If Republicans are content to let computers count the voting results, why then are they so opposed to letting computers draw voter precinct boundaries?

If Republicans are in favor of letting teachers have guns, why not go for the fair and balanced approach and urge schools to let students be strapped (i.e. pack heat)?  Isn’t it hypocritical to say yes to teachers with guns and no to young men laden with raging hormones who are just aching to prove their potency?

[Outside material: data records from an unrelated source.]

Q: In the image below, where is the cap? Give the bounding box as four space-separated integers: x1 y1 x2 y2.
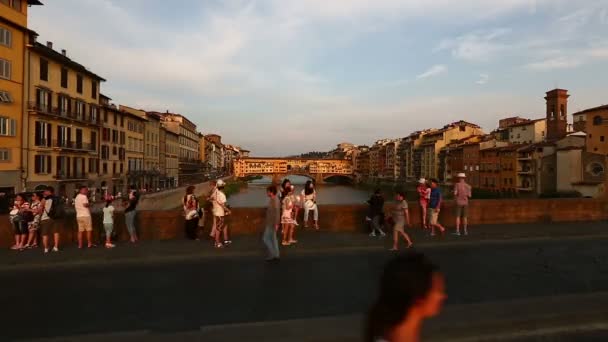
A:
217 179 226 187
418 178 426 184
457 173 466 178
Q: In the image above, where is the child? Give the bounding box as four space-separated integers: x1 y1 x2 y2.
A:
102 197 116 248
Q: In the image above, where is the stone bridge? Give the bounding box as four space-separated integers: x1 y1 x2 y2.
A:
233 157 354 183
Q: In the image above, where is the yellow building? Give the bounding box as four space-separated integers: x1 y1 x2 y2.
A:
25 39 105 197
164 127 179 187
120 105 146 190
99 94 126 196
144 111 161 189
0 0 42 194
508 118 546 145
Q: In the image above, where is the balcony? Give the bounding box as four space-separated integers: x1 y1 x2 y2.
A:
518 155 532 160
53 140 96 152
55 172 87 180
28 102 100 126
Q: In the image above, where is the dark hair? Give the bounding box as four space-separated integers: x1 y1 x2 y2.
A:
365 252 439 342
396 190 406 198
304 180 315 195
79 185 88 191
430 178 438 184
267 185 277 195
33 192 43 201
282 185 292 195
46 186 55 194
105 199 113 208
186 186 195 195
281 179 291 190
374 188 382 195
129 184 136 190
14 193 25 202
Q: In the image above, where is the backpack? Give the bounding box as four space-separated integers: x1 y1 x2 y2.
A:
48 196 65 219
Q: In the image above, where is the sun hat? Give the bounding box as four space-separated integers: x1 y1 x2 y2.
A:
457 173 466 178
418 178 426 184
217 179 226 187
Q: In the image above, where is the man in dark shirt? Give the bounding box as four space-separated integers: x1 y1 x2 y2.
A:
428 179 446 236
263 185 281 261
367 189 386 237
124 185 139 243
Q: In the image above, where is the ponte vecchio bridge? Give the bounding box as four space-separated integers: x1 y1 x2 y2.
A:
233 157 355 183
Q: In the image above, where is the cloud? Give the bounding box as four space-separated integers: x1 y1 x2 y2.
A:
435 28 512 62
524 57 583 71
475 73 489 85
416 65 448 80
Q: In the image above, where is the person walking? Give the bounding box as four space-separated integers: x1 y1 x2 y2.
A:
124 185 140 243
40 186 62 253
365 252 446 342
207 180 218 238
453 173 472 236
281 185 296 246
102 197 116 248
211 179 230 248
262 185 281 261
75 186 94 249
183 185 200 240
367 189 386 237
416 178 430 230
389 191 413 251
428 179 446 236
24 192 44 249
302 180 319 230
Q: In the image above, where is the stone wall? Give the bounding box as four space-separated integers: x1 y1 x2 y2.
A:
1 198 606 248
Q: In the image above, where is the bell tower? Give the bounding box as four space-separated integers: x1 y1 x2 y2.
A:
545 89 569 140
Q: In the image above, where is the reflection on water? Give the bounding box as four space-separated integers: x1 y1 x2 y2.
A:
229 176 372 208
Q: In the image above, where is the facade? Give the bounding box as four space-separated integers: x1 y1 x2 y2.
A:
120 105 146 190
25 40 105 197
0 0 42 194
164 128 179 187
508 119 546 145
516 143 557 195
499 116 529 129
143 112 161 190
462 142 481 188
163 113 201 186
233 158 354 181
99 95 126 196
545 89 569 141
555 134 605 197
498 145 518 193
479 148 500 190
571 105 608 155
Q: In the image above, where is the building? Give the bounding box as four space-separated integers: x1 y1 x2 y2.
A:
25 40 105 197
479 147 500 191
204 134 224 172
0 0 43 194
163 112 202 185
462 142 481 188
498 145 519 193
499 116 530 129
555 132 605 197
143 111 161 190
508 119 546 144
355 149 370 181
99 94 126 196
571 105 608 154
441 135 481 183
164 127 179 188
545 89 569 141
120 105 146 190
516 142 557 195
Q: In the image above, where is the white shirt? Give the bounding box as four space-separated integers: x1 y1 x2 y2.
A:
102 205 115 224
41 197 52 221
74 193 91 218
212 190 227 217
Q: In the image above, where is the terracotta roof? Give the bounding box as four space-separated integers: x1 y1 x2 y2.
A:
571 104 608 116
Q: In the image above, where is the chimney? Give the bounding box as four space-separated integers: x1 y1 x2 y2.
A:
61 49 67 56
46 41 53 49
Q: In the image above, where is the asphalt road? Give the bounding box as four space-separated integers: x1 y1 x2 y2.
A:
2 236 608 341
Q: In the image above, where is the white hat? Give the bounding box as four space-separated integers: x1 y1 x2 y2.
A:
457 173 466 178
217 179 226 187
418 178 426 184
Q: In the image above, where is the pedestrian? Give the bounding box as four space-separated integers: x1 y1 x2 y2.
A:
416 178 430 230
367 189 386 237
262 185 281 261
453 173 472 236
389 191 413 251
211 179 230 248
124 185 139 243
281 185 296 246
183 185 200 240
9 194 30 250
428 179 446 236
207 180 218 238
280 178 292 201
24 192 44 249
365 252 446 342
75 186 94 248
40 186 63 253
302 180 319 230
102 197 116 248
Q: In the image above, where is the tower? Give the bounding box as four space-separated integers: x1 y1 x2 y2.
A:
545 89 569 140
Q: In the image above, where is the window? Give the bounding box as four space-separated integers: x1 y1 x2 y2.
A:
120 115 124 127
0 116 16 136
12 0 21 11
90 106 98 123
601 136 605 142
560 104 566 118
113 162 116 175
57 126 71 147
102 163 107 174
589 163 604 177
75 101 85 119
593 116 603 126
120 163 123 173
0 58 10 79
88 158 98 173
91 81 97 99
76 74 83 94
112 129 118 143
103 109 108 123
101 145 109 160
36 88 51 111
0 148 9 161
34 155 52 174
120 131 125 145
113 112 118 125
90 131 97 151
112 146 117 155
60 68 68 88
0 27 11 47
0 90 12 103
58 95 69 115
39 58 48 81
34 121 51 147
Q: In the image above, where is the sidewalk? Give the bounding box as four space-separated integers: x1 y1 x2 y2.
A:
2 221 607 271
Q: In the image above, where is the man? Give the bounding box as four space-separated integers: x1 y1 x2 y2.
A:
211 179 230 247
40 186 60 253
367 189 386 237
75 186 94 248
124 185 139 243
262 185 281 261
453 173 472 236
428 179 446 236
207 180 218 238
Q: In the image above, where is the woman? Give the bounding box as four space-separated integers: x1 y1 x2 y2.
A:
183 186 200 240
416 179 430 230
390 191 413 251
102 197 116 248
280 179 292 201
9 194 30 250
302 180 319 230
211 180 230 248
281 185 296 246
365 252 446 342
24 192 43 249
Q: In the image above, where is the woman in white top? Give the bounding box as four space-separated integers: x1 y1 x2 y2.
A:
183 186 200 241
24 192 44 249
302 180 319 230
102 197 116 248
211 180 231 248
281 185 296 246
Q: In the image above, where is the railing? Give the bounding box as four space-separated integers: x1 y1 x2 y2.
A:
52 140 95 152
28 102 100 125
34 139 52 148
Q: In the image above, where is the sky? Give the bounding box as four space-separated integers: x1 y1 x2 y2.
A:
29 0 608 156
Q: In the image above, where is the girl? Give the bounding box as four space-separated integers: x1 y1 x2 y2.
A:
183 186 199 240
9 194 30 250
302 180 319 230
281 185 296 246
416 179 430 230
24 192 43 249
102 197 116 248
389 191 413 251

Is it hypocritical for a pundit who advocates freedom of speech to avoid printing the transcript of an avalanche of unprintable expletives as this column’s closing words of wisdom and merely provide a NSFW warning and a link to one of Tommy Lasorda’s quotes about being happy and supporting his players, which can only be played on radio shows (such as the one by Los Angeles area sports reporter Jim Healy?) as a non-stop festival of bleeps?  http://www.hark.com/clips/vjntlwjfdx-happiest-son-of-a-bitch

Now the disk jockey will play the Rolling Stones song from the Seventies titled “Star Fucker,” the Rolling Stones contractual obligation album “********** (hint a ten letter word meaning felatio [Word spellcheck challenges that word too]) Blues” and “Let me squeeze your lemon.”  We have to go to the used book store and see if we can replace our MIA copy of Lenny Bruce’s autobiography.  Have an (what is the word for a word that has another word inserted into the middle of it?) Un*******believable week and a happy Presidents’ Day Weekend.